I know the rules have a whole page devoted to this, but I like bullet points! ;)

  • A fantastic game. Definitely in my top 10!
    – Codemwnci
    Oct 28, 2010 at 18:19
  • Good luck with having got the rules right with one play, keep revisiting them, they're not written well, and are a little bit complicated. Oct 29, 2010 at 8:36
  • @Lance I agree. The rules are hard to follow, somewhat difficult to decipher. I think it would be greatly received if someone re-wrote the rules to make a little more sense.
    – Codemwnci
    Oct 29, 2010 at 18:26

4 Answers 4


Loans in Brass can be key to a successful game. Loans at the very beginning are very cheap to repay, where as loans later in the game can be very expensive. If you are likely to need a loan at any point during the game (which you almost certainly will), I would advise you to take the loan early.

Some other pieces of advice I would offer.

  • Try to get some level 2 buildings in place before the end of the canal phase. It will make your position stronger. Choose the buildings that offer the most strategic positioning as the ones to upgrade, if you can.
  • If you opponents are fighting it out for the Shipyard pieces, try to concentrate on the cotton route. The level 4 cotton buildings give victory points of 12 each when flipped. Two of these give you a better return (for far less manoeuvring) than a single ship.
  • If the iron or coal demand track has a few spaces empty, consider building immediately, to repopulate the demand track. You will potentially get the tile flipped immediately, and make some money for your troubles.
  • Don't discount the idea of using two cards to place any industry on any city. Some will see this as a waste of a turn, but it can give you a tactical edge when there are few other options available.
  • Thanks @Codemwnci. I'm probably going to have to read the instructions again just to understand your third bullet point. :)
    – livingtech
    Nov 16, 2010 at 19:56
  • That specific rule for point.
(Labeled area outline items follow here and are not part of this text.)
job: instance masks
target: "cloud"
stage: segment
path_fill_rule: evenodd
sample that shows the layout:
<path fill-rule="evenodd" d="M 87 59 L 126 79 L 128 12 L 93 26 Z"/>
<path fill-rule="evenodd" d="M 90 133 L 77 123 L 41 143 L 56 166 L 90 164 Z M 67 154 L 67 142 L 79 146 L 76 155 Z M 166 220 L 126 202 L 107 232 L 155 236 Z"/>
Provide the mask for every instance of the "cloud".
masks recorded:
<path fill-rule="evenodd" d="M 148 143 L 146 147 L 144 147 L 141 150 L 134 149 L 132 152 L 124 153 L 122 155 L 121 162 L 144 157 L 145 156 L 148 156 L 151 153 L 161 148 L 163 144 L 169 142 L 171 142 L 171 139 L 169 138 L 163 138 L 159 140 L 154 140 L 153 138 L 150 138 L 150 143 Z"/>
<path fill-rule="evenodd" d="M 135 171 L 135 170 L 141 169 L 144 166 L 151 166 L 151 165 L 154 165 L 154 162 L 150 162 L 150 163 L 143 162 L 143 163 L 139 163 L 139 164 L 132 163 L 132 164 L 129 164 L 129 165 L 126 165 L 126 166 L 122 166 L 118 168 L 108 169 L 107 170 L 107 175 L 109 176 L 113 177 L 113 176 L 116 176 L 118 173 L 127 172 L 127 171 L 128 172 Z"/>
When you build an iron or coal building. You need to add a certain number of cubes to the tile. However, if the coal/iron demand track has spaces empty, you place the cubes on the demand track first. This makes it quicker for the tile to flip, and you get money from selling to the demand track (the amount indicated on the track). This can be very lucrative when the demand track is empty.
    – Codemwnci
    Nov 16, 2010 at 20:53

I posted 25+ bullets on Brass strategy here. The Cliff's Notes:

  • Build only 1-2 level-1 industries. Develop early and often. Do not build the L1 Shipyard or L1 Port, period.
  • Build as few canal links as possible
  • Location cards are more important than Industry cards in the Canal Phase; the opposite is true in the Rail Phase
  • If stuck at end of Canal Phase, build Coal Mines and take loans, the Coal mines will flip at the start of the Rail Phase, taking you out of the hole.
  • Build Rail Links early and often for maximum points and to expand your personal network.
  • Avoid building Coal Mines during the Rail Phase
  • Seal the Shipyards if in position
  • Overbuild your nearest rival's Iron Works
  • Be careful if you don't sell Cotton immediately after building; ensure the others can't empty out the Distant Market + Ports before your next turn
  • Try to hang out in Seat 4 most of the time (if you're spending the most money, you're probably getting the most points), then string together 4 consecutive actions before a key rival can take another turn at a crucial juncture.

I disagree with the above statement about loans. A loan when you already have enough capital to do something constructive (e.g. opening turn) is poor, because you could have taken it later and paid less interest. Equally a loan very late in the game that allows you to do something that you couldn't otherwise do (e.g. build a big ship for more VPs than your alternative plays) is very cheap... who cares about going backwards on the income track if there's no more turns to come?

A good time to take a loan is just before you expect to progress on the income track, and the farther back along the track the better, but your need for capital to get the VP machine rolling is more important.

  • 1
    Note that you are not allowed to take a loan very late in the game. According to the rules, you can't take a loan after the draw pile is exhausted, which means there are at going to be four turns still to go with the cards still in your hand. Dec 11, 2013 at 9:09

More of a tactic than a strategy, but I think it's important:

In the last turn of the canal phase, assuming nobody before you has paid nothing and you have a level-2 building on the board, it is worth considering getting 2 loans: Having paid nothing, you will be in first place at the start of the rail phase, during which you could use some of your new found cash to buy 4 tracks at once, giving you more options to place buildings (using industry cards) and hopefully grabbing some of the best links with lots of VPs at the end.

In anticipation for that, on the previous turn, build a level-2 coal mine if you can.